Your Spine Learns Remembers Movement

Your Spine Remembers Movement

Anyone who’s studied basic biology will likely consider the spinal cord the body’s information super highway that carries messages from the brain to all parts of the body, however, did you know that the spine has the ability to learn on its own, without any input or response from the brain…

Spinal Plasticity Learns Independently from the Brain

Groundbreaking research by a team at the NERF research center has confirmed that the spinal cord can learn and remember movements independently of the brain. The new findings begin to uncover the underlying functions of the spinal cord’s complex job, which should lead to new avenues for recovery and rehabilitation following spinal injuries.

It’s long been known that the spinal column can trigger reflex movements without the brain’s involvement; it’s also been found that spinal plasticity acts like a sponge that can soak up knowledge to learn new movements and adjust based on prior experiences, but exactly how all this occurs has always remained a mystery.

Part of the issue of researching this concept comes from the challenge of directly measuring individual neurons’ activity in the spinal cord in animals that are not sedated but still conscious and moving. The new discovery was made possible when researchers at Neuro-Electronics Research Flanders (NERF) in Leuven employed a model that can train animals in specific movements within minutes.

Spinal Plasticity Research

The research study can be read at: Two inhibitory neuronal classes govern acquisition and recall of spinal sensorimotor adaptation. Lavaud, et al. Science, 2024.

In doing so, the team observed a cell type-specific mechanism that appeared to be responsible for spinal cord learning in dorsal and ventral neuronal populations. The team identified two distinct neuronal populations that allowed the spinal cord to recall learned behaviors and movements completely independent of the brain.

Professor Aya Takeoka, a neuroscientist at the NERF research institute explained:

“Although we have evidence of ‘learning’ within the spinal cord from experiments dating back as early as the beginning of the 20th century, the question of which neurons are involved and how they encode this learning experience has remained unanswered.”

How The Experiment Worked

In the novel experiment the team used a pair of mice that had both had spinal cord transections; effectively cutting off the spine from their brains.
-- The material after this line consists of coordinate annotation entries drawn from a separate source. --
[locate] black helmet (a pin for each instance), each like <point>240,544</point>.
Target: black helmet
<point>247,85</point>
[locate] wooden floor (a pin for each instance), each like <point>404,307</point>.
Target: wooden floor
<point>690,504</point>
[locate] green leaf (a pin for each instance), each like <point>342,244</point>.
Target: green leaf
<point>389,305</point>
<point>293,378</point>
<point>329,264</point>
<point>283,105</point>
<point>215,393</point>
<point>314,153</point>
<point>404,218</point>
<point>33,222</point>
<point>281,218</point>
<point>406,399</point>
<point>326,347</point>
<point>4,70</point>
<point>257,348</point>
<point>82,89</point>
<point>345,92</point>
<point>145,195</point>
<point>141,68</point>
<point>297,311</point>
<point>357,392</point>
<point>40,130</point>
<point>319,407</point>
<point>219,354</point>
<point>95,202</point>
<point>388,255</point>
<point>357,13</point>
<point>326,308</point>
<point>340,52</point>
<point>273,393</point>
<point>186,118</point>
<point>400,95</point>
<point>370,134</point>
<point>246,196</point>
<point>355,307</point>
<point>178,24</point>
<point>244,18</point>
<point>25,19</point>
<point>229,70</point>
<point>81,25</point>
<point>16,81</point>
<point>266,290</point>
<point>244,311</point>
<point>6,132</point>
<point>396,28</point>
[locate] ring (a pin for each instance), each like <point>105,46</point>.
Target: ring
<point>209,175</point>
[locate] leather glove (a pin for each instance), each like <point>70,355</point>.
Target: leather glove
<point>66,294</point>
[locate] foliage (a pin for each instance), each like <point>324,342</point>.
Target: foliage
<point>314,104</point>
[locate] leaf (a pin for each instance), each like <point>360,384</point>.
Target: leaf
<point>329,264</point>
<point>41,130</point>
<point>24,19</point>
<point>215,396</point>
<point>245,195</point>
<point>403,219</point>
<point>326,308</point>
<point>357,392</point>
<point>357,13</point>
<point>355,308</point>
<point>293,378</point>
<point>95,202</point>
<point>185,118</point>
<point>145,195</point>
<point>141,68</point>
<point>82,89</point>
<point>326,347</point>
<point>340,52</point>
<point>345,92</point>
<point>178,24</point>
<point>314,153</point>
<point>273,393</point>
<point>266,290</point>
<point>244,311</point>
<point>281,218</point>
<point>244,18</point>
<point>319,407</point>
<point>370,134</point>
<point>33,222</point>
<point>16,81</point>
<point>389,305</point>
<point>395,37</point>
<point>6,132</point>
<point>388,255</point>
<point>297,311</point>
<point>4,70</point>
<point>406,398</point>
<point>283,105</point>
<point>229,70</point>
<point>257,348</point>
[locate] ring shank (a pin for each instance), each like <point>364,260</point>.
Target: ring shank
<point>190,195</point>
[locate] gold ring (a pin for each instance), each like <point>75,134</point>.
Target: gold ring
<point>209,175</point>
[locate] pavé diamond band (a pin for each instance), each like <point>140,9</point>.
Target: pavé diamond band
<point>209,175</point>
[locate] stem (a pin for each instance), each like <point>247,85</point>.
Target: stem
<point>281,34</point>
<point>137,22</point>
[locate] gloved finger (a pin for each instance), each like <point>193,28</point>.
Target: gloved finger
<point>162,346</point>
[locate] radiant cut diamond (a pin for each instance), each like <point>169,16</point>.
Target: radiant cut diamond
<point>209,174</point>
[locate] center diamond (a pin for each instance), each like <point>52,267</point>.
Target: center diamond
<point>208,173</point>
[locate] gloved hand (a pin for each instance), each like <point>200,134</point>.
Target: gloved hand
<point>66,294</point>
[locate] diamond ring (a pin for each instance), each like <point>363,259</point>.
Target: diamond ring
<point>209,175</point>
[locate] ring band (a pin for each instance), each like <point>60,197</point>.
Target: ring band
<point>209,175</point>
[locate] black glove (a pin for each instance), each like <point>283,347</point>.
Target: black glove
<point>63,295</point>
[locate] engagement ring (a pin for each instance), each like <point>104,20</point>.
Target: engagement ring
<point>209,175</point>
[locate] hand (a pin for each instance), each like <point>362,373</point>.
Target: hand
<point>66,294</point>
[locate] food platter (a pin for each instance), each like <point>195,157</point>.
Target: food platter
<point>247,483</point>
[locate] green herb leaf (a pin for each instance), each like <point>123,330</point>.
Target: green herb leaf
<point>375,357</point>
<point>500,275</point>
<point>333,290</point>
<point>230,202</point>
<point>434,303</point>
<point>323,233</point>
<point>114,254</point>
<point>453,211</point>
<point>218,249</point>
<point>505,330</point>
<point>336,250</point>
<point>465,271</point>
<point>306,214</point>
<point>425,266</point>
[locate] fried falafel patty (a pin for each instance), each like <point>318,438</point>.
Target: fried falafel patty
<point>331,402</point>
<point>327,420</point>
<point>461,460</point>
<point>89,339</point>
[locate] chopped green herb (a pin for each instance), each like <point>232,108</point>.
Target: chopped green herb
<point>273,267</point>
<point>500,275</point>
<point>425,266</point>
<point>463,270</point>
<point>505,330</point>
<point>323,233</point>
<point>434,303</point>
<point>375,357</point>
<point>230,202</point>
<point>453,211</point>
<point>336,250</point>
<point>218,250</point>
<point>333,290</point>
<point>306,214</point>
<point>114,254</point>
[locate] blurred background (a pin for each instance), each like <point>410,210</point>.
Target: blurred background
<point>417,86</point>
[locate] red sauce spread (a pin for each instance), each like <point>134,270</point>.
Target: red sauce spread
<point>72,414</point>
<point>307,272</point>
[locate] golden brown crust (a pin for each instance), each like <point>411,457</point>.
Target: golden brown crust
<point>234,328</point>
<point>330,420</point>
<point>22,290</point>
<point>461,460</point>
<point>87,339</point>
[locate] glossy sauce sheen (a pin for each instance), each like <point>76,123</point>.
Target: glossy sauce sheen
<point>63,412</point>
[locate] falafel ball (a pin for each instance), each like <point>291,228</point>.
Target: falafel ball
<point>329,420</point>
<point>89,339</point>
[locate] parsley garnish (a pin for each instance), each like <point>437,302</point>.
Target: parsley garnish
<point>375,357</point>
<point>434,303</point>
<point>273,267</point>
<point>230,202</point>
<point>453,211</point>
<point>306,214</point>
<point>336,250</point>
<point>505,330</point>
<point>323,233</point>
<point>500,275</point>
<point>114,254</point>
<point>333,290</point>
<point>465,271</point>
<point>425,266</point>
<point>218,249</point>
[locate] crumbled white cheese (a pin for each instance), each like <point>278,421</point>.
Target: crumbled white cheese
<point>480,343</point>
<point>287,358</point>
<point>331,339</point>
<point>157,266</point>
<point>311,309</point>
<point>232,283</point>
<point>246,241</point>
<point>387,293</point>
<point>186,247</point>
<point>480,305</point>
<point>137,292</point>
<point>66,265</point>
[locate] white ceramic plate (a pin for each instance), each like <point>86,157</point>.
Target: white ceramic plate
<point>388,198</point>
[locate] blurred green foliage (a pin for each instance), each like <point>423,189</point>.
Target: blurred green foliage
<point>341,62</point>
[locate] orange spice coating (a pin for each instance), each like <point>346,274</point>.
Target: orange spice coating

One mouse was the ‘control’ the other ‘experimental.’ Both were held upright in harness, which allowed them to lift their legs off the ground.

The mice were placed over a low voltage electrical platform. Each time that mouses feet dangled too low and touched the floor, it would receive a small shock.

Both mice received the same level of shock at the same time, regardless how firm it touches the floor, or the position of the leg and foot.

After only 10 minutes, the experimental mouse would keep its legs from touching the ground, whilst the control mouse kept its feet dangling. The next day the experiment was repeated but the mice switched roles, and as expected the results came in in reverse.

By preventing the communication between the brain and spine prior to the experiment the results were able to show that the spinal cord indeed has the ability to retain memories from previous experiences, without the need for signals from the brain.

Your Spine Remembers Movement

Simon Lavaud, a doctoral researcher with Takeoka team setup an experimental test to analyze movement adjustments in mice, he explained:

“We evaluated the contribution of six different neuronal populations and identified two groups of neurons, one dorsal and one ventral, that mediate motor learning..


“These two sets of neurons take turns. The dorsal neurons help the spinal cord learn a new movement, while the ventral neurons help it remember and perform the movement later…


“You can compare it to a relay race within the spinal cord. The dorsal neurons act like the first runner, passing on the critical sensory information for learning. Then, the ventral cells take the baton, ensuring the learned movement is remembered and executed smoothly.” 

The promising results shows neuronal activity in the spinal cord resembles some classical types of learning and memory that we already understand, and by better understanding how this can occur independently from the brain, we may be able to more easily decipher the vital learning mechanisms at play.

Prof. Aya Takeoka added: 

“The circuits we described could provide the means for the spinal cord to contribute to movement learning and long-term motor memory, which both help us to move, not only in normal health but especially during recovery from brain or spinal cord injuries. 

The findings, published today in Science, thrust doubt on the long-held view that communication only occurs between the brain and body, and thus highlights the potential for rethinking our approach to movement recovery. It’s hoped that the breakthrough research will pave the way for more significant implications in development of new treatments and rehabilitation strategies for those recovering from spinal injuries.